StoryEditor
Producenci
26.06.2023 00:00

Daleko od zmarszczek, blisko słońca – to hasło marki Nivea na tegoroczne lato

Od lewej: Monika Wasilewska, lekarz dermatolog-wenerolog, Monika Oleszak, junior brand manager Nivea Sun, oraz Kamila Kalińczak, dziennikarka prowadząca spotkanie na scenie / fot. materiały prasowe
Nivea zaprezentowała nowości na tegoroczne lato. Wśród nich znalazły się: serum wypełniające zmarszczki oraz kremy do twarzy z SPF. Spotkanie pod hasłem: Daleko od zmarszczek, blisko słońca było też okazją do wysłuchania informacji na temat koenzymu Q10 oraz niebezpieczeństw wynikających z promieniowania UV.

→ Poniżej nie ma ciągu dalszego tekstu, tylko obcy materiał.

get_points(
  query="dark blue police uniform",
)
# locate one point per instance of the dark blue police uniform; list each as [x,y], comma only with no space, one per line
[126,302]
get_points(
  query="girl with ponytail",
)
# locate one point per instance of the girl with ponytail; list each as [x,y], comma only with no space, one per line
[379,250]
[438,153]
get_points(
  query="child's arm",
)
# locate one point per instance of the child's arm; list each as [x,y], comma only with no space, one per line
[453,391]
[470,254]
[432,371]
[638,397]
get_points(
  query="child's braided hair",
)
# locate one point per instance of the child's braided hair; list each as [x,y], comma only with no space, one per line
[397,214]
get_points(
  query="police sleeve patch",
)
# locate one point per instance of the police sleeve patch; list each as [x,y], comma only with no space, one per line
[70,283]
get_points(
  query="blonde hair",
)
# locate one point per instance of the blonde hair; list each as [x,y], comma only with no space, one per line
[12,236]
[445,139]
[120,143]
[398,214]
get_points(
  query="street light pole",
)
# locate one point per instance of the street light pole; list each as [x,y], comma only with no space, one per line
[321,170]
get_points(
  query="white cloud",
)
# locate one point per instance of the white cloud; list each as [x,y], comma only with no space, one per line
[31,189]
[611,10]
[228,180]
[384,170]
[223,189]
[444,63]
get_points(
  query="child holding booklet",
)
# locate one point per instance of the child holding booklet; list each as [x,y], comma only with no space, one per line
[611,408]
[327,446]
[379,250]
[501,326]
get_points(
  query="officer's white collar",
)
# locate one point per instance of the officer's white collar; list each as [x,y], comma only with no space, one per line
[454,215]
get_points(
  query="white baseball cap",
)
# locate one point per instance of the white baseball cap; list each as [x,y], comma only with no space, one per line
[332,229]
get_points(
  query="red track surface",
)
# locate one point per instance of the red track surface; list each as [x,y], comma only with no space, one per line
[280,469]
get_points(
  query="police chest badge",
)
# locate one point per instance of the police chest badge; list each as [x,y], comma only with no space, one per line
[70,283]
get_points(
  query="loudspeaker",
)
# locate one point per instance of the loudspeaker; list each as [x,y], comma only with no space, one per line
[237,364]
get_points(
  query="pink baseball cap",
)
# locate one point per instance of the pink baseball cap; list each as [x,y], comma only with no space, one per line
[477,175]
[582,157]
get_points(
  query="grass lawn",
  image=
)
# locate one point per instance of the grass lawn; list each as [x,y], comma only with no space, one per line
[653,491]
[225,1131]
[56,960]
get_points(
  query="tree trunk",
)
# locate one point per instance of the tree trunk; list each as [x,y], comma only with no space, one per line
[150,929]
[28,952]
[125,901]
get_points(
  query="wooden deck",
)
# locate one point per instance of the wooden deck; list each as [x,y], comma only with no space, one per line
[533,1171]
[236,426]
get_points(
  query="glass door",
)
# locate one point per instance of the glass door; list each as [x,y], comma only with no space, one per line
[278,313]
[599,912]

Marka Nivea jest pionierem zastosowania koenzymy Q10 w kosmetykach. Substancja ta trafiła do kremu przeciwzmarszczkowego po raz pierwszy w 1998 roku. Zatem w tym roku mija 25 lat od tej premiery. Dziś Beiersdorf co dwie sekundy sprzedaje jakiś kosmetyk z linii Nivea Q10, co czyni ją numerem 1 w całej ofercie do pielęgnacji twarzy marki.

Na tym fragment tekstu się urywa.